While it feels like a satire or reflection on the United States of 2025, One Battle After Another is an idea that’s been stewing for decades.

“This story could be told 20 years ago. This story could be told in the Middle Ages. You could take this story and put it in space. The biggest mistake I could make in a story like this is to put politics up in the front,” Anderson says in his Los Angeles Times interview. “That has a short shelf life. To sustain a story over two hours and 40 minutes, you have to care about the characters and take those big swings in terms of the emotional arcs of people and their pursuits and why you love that person and why you hate this person. That’s not a thing that ever goes out of fashion. But neither does fascism and neither does people doing bad shit to other people. Unfortunately, that doesn’t go out of style, either. That’s just how we humans are.”

“When films preach, I stop listening,” PTA says in his Esquire interview. “It’s impossible to keep pace with the state of the world—this is why it’s best to focus on the things that never go out of style. You can figure out what never goes out of style by realizing what in a story is going to be the thing an audience really cares about. Our question is: Can a father find his daughter?”

PTA has been asking these questions since early on in his career. For Boogie Nights, it was all about figuring out what it means to be family. For There Will Be Blood, it’s about how far you would go for success.

Screenwriters should break this down to terms this simple in the script. You can talk about Terminator 2: Judgement Day as an epic science fiction film about machines taking over the world, but at its core, isn’t it just a mom trying to find and protect her son? Then throw everything you can at trying to stop that from happening.

Julianne Moore and Mark Wahlberg in 'Boogie Nights'

The Big, Personal Story

PTA does two things really well: tell big stories and tell personal stories.

If you’ve ever watched one of his ensemble pieces, you’ll discover how personal the stories are in spite of how big the story wants to be. Look at Magnolia, PTA’s love letter to the San Fernando Valley. The stories are wide and varied, including a hopeless romantic cop, a misogynistic self-help guru, and a gold digger facing her demons and infidelities, to name a few. It’s a story about the San Fernando Valley, where PTA was raised and a place he has a fondness for. He made it personal to what he saw in the Valley.

Another movie that follows in this vein is Licorice Pizza, which is a rom-com looking at the 1970s in, yep, the San Fernando Valley.
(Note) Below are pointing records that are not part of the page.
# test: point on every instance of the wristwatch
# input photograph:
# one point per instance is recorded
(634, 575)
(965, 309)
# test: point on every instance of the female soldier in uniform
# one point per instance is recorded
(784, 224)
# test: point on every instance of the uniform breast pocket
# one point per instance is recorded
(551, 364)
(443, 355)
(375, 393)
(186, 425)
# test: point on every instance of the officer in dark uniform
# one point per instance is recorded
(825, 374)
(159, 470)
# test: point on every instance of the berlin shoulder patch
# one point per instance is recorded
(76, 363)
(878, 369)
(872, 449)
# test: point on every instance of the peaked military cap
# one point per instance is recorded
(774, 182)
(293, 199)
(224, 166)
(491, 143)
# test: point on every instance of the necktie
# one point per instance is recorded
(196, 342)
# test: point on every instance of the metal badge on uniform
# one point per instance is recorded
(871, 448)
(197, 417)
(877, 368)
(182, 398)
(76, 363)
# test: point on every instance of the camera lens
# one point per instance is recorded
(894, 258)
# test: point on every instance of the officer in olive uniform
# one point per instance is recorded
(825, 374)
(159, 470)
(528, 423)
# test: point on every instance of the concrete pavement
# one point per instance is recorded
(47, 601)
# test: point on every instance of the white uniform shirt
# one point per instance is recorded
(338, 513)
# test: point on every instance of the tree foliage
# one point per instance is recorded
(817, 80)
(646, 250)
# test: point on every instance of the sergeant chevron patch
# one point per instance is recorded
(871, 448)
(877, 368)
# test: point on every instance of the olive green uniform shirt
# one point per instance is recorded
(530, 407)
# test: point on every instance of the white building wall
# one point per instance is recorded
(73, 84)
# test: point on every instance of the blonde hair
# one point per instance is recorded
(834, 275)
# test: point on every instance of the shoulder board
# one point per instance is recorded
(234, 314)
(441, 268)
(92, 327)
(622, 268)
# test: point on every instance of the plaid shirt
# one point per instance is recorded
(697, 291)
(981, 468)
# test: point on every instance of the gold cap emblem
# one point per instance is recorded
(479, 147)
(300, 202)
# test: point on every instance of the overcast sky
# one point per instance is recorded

Let’s not forget this is where Boogie Nights takes place as well – the Valley.

PTA doesn’t shy away from his home (born and raised in Studio City) as he uses his own personal history in how he tells the story. This is quite common too – John Hughes was from the Chicago suburbs where most of his films take place. And rarely will you find a Woody Allen movie taking place outside of New York (until he went to Europe). Filmmakers can use the place they came from as settings for their movies – it adds authenticity. 

One Battle After Another is a big movie that also feels personal. That’s because PTA saw in the story a father who cared deeply for his daughter and wanted to help her. PTA, like many times before, has created a group of characters who are far from perfect and often sabotage their own well-being, ensuring there is depth and meaning in all of them, and that each has a purpose within the story.

Watching his movies like There Will Be Blood, Phantom Thread, Magnolia and many more can inspire you to create a unique story of your own. And don’t worry about “borrowing” some of his ideas – all the greats do it.